Tuesday, November 13, 2007

Waterboarding as torture? Not so much

Let's be clear, The Monk is pro-waterboarding if the technique gets a jihadi to spill his guts and reveal operational details that will (or at least may) save lives. Obviously, per Khalid Sheikh Mohammed, it does. Obviously, per the KSM interrogation, it works quickly, effectively and can save lives. Indeed, according to the New Yorker (in a piece highly critical of CIA's tactics), KSM cracked in seconds.

There's no question it's nasty. The interrogators have nightmares about the methods. But if American lives depend upon it, coercive interrogation must be used. "Coercive interrogation" is not a euphemism for torture -- waterboarding inflicts tremendous fear and anxiety, but the captive is monitored to ensure no or minimal bodily injury occurs. Defining torture to include coercive interrogation forces the United States to combat enemies trained to defy our general interrogation methods with the equivalent of bringing a knife to a gunfight.

And no, it should not be standard practice. Coercive interrogation is for those who know something (and experienced interrogators can determine who is hiding information), are resisting interrogation, and who won't otherwise break.
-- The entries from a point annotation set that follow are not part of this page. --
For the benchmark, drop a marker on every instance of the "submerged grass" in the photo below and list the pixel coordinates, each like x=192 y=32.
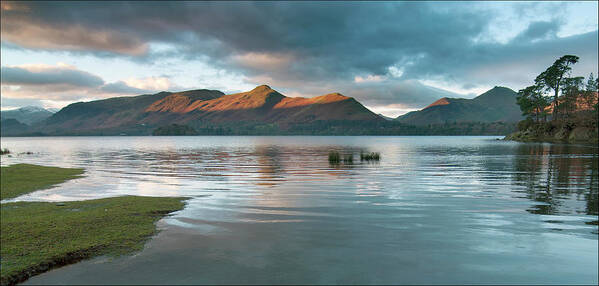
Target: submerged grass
x=37 y=236
x=334 y=157
x=20 y=179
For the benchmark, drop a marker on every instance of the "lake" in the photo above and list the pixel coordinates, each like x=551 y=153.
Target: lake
x=264 y=210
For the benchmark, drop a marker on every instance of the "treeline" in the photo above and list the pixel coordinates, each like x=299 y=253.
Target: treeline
x=558 y=96
x=558 y=106
x=340 y=127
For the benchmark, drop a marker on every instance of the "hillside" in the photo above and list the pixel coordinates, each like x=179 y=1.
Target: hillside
x=497 y=104
x=27 y=115
x=200 y=109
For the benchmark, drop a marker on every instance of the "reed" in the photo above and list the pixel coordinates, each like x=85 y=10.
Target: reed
x=373 y=156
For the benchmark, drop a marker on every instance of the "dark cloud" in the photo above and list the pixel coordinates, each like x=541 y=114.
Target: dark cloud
x=539 y=30
x=120 y=87
x=33 y=75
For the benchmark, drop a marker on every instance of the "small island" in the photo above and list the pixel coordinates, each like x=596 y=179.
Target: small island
x=559 y=108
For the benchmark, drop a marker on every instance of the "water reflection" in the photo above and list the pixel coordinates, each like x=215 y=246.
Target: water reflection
x=451 y=210
x=558 y=177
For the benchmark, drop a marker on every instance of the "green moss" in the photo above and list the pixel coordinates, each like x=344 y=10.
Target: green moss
x=37 y=236
x=24 y=178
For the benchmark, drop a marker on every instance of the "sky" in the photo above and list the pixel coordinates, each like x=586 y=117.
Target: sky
x=393 y=57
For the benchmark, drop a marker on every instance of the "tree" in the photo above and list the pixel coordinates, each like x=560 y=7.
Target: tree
x=572 y=89
x=532 y=101
x=552 y=78
x=591 y=97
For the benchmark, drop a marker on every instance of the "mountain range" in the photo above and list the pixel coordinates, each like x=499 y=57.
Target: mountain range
x=28 y=115
x=496 y=105
x=262 y=110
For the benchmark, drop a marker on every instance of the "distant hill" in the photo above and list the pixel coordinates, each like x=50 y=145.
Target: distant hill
x=200 y=109
x=11 y=126
x=27 y=115
x=496 y=105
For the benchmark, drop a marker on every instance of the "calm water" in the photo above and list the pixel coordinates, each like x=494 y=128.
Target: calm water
x=272 y=210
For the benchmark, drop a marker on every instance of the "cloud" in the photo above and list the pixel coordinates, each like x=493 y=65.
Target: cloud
x=60 y=74
x=61 y=84
x=538 y=31
x=120 y=87
x=149 y=83
x=380 y=51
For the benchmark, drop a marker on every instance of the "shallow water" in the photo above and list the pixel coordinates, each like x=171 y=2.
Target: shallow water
x=273 y=210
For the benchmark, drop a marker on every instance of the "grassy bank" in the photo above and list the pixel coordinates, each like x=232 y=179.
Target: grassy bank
x=38 y=236
x=24 y=178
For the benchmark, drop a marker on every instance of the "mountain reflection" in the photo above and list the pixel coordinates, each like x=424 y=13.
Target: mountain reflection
x=558 y=177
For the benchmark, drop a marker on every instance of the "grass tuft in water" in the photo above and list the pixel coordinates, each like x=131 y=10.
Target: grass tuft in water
x=374 y=156
x=334 y=157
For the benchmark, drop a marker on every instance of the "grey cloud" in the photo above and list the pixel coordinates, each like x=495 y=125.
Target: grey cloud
x=49 y=76
x=121 y=87
x=331 y=42
x=539 y=30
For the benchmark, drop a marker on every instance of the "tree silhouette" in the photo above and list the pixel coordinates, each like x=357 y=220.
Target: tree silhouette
x=552 y=78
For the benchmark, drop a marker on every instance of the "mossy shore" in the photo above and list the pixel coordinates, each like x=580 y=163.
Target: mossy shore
x=38 y=236
x=20 y=179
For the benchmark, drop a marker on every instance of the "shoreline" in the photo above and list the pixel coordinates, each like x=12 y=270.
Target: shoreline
x=39 y=236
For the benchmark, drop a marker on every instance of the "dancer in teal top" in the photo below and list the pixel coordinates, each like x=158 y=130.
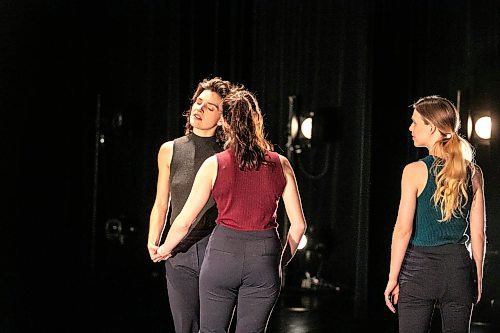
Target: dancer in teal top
x=438 y=242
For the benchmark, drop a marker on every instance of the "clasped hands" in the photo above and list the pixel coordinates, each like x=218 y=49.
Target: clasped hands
x=158 y=253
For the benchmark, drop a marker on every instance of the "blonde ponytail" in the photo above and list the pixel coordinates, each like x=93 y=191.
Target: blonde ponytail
x=453 y=173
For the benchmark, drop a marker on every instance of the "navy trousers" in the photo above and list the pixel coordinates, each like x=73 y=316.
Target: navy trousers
x=441 y=276
x=243 y=268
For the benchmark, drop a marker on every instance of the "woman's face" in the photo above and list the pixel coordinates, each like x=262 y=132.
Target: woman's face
x=206 y=112
x=420 y=131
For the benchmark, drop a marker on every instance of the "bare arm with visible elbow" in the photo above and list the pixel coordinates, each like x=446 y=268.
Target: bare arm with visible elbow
x=157 y=218
x=478 y=228
x=293 y=207
x=198 y=197
x=403 y=228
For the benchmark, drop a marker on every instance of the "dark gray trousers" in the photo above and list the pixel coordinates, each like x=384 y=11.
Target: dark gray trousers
x=183 y=272
x=436 y=276
x=243 y=268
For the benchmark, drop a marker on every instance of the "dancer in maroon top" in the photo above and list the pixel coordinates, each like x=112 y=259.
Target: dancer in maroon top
x=244 y=255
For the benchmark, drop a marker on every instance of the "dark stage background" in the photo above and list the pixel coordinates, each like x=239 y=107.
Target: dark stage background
x=89 y=90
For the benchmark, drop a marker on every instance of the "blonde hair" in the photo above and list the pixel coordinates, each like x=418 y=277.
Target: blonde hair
x=454 y=170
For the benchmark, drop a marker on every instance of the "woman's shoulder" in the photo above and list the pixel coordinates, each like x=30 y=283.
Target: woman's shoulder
x=414 y=169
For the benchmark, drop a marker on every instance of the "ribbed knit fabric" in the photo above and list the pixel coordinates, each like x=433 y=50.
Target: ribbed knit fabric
x=428 y=231
x=188 y=155
x=248 y=200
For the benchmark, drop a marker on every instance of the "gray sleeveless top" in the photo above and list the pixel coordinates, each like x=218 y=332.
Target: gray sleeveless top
x=189 y=153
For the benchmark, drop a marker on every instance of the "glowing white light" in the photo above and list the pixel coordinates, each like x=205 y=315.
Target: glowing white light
x=306 y=128
x=483 y=127
x=294 y=127
x=302 y=243
x=469 y=127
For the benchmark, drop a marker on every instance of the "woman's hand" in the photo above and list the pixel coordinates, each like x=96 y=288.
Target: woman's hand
x=162 y=254
x=391 y=295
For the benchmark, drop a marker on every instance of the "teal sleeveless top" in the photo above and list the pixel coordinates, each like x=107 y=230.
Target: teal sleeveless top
x=427 y=230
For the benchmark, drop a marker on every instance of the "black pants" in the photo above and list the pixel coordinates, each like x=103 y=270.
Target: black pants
x=436 y=275
x=240 y=267
x=183 y=271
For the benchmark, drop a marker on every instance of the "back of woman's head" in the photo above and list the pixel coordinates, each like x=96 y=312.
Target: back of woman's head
x=244 y=128
x=453 y=169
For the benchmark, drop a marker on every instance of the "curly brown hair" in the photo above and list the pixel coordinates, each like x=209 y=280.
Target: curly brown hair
x=244 y=128
x=217 y=85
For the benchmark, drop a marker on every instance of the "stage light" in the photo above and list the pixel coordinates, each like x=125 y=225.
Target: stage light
x=302 y=243
x=294 y=127
x=306 y=127
x=483 y=127
x=469 y=127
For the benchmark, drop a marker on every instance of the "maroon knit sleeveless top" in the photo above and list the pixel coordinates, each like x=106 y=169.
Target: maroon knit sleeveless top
x=248 y=200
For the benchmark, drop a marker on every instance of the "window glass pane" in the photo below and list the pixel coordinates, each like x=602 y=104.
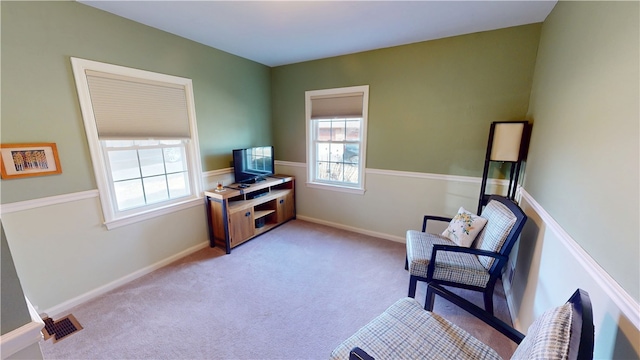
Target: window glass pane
x=351 y=153
x=129 y=194
x=155 y=189
x=353 y=130
x=322 y=170
x=174 y=159
x=337 y=130
x=322 y=152
x=336 y=151
x=178 y=185
x=151 y=162
x=323 y=129
x=124 y=164
x=337 y=173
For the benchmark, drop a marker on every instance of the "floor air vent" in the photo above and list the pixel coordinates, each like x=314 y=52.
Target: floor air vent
x=61 y=328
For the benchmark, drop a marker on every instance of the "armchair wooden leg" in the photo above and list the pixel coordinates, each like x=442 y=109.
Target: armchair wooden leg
x=488 y=301
x=413 y=281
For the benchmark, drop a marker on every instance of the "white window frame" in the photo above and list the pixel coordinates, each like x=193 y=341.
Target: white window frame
x=312 y=180
x=112 y=217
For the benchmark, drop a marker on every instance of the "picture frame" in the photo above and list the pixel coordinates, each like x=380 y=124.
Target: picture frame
x=26 y=160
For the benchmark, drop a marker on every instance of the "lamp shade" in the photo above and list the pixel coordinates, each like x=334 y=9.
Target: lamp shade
x=507 y=140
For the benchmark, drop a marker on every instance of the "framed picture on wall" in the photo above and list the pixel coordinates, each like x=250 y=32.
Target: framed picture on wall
x=24 y=160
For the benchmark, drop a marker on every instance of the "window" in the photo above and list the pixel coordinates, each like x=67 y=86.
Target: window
x=143 y=140
x=336 y=138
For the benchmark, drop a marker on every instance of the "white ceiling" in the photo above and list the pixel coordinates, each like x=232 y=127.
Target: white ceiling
x=284 y=32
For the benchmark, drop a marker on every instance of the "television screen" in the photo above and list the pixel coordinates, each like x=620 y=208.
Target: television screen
x=253 y=164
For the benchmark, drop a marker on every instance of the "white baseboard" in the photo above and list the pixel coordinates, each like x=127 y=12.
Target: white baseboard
x=24 y=336
x=65 y=306
x=353 y=229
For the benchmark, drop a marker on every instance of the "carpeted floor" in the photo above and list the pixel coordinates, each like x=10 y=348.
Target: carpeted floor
x=293 y=293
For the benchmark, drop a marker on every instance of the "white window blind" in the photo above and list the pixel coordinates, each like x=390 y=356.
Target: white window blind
x=332 y=106
x=127 y=107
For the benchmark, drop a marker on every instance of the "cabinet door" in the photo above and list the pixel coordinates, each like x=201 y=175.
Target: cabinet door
x=240 y=226
x=286 y=207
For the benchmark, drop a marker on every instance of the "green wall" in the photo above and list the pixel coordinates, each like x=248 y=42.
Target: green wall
x=40 y=103
x=584 y=154
x=430 y=103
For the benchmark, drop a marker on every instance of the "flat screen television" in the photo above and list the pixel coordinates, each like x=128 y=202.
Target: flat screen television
x=253 y=164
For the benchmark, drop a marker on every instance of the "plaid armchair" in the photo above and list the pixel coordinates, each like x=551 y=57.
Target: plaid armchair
x=406 y=331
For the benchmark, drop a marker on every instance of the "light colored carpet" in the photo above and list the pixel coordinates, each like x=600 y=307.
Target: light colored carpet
x=295 y=292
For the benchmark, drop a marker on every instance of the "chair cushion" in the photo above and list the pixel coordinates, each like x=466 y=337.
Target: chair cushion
x=464 y=227
x=548 y=337
x=500 y=220
x=406 y=331
x=450 y=266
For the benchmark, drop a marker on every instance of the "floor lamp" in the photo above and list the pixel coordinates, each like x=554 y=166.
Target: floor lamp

Complaints that the captives are kept from establishing a schedule, deprived of light and exercise, kept in isolation, etc., are foolish. The US treats Aldrich Ames in a similar manner, and he's a United States citizen who is entitled to full protection of the Constitution. As The Monk has noted, the Al-Qaedans are entitled to no Geneva Convention protections -- they can be killed as spies under international law without so much as a by-your-leave. So yes, The Monk is pro-waterboarding, and not bashful about it either.